5. Insurance for health, home, car and life

According to some financial planners, insurance can be more important than saving for college or retirement.  Insurance is needed for everything that can affect you financially; ie. your health, home, car and life.  How would your family be affected if you were to take your income out of the equation? Life insurance is one way to build an estate when you don’t have one. Also, consider obtaining disability insurance because, you can never predict if you will be out of work due to injury or illness.

6. A retirement plan

Most financial advisors would agree that the more someone makes, the more he or she will need in retirement. In short, the more you have, the more you need to save because you’re used to spending more. The opposite is also true. Most people with modest salaries can make due with 50% replacement of income in addition to their Social Security and their savings.

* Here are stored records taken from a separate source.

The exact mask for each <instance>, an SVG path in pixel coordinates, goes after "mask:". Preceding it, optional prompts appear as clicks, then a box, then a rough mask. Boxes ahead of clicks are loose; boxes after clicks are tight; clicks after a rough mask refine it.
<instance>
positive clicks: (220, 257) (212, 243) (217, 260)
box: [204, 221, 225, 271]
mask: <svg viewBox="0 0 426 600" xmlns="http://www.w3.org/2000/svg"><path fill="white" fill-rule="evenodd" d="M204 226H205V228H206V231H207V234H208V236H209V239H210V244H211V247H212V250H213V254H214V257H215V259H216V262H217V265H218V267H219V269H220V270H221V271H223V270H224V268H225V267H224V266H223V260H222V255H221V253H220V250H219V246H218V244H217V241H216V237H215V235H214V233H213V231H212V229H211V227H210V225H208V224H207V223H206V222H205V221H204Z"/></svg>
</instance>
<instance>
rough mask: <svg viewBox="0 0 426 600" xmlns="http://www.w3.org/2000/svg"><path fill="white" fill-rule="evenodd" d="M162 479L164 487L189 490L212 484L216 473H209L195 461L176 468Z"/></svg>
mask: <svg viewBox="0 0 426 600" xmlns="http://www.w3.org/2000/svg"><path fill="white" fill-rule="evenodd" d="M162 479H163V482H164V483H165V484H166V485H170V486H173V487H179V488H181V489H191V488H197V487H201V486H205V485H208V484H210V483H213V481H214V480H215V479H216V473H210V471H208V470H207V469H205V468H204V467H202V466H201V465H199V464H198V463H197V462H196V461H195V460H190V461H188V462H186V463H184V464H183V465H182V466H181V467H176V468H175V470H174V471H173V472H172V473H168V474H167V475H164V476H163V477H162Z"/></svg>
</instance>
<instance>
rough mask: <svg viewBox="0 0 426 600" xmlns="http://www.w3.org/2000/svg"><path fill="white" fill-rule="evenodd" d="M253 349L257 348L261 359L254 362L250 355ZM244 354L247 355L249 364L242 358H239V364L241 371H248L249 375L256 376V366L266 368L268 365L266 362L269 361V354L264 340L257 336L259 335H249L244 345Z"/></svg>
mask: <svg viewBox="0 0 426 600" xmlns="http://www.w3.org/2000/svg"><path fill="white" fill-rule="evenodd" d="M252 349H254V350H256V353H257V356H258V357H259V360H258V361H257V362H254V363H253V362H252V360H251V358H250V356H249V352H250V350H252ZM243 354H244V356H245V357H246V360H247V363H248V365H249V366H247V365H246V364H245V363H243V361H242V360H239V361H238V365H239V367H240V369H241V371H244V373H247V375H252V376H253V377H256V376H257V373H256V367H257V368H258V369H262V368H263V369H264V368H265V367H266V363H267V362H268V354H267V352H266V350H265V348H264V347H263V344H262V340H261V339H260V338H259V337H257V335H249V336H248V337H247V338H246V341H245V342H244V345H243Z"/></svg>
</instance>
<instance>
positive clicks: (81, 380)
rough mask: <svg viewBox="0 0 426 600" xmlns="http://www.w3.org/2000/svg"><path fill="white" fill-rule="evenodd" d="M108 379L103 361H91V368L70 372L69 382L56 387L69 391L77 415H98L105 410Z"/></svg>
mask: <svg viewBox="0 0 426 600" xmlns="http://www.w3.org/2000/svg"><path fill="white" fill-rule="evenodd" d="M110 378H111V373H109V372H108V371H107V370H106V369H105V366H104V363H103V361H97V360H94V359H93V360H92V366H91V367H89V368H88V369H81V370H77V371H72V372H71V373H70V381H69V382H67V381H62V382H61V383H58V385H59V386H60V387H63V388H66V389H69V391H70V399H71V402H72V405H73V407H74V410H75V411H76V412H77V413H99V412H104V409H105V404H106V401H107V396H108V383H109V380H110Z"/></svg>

However, those who earn $100,000 would likely need to save more if they want to keep their lifestyle.

If you have access to a workplace retirement plan, absolutely contribute and get the Employer match.  If you can put more into your retirement, do so. If you don’t have a workplace plan, set up an individual retirement account and make the deposits automatic, the way it is in a 401(k) plan or 403(b). Meet with a financial advisor to help you decide between a traditional or Roth IRA, as well as, make plan decisions.

We hope this article is a first step in helping you with your financial planning. Best of luck on your life journey!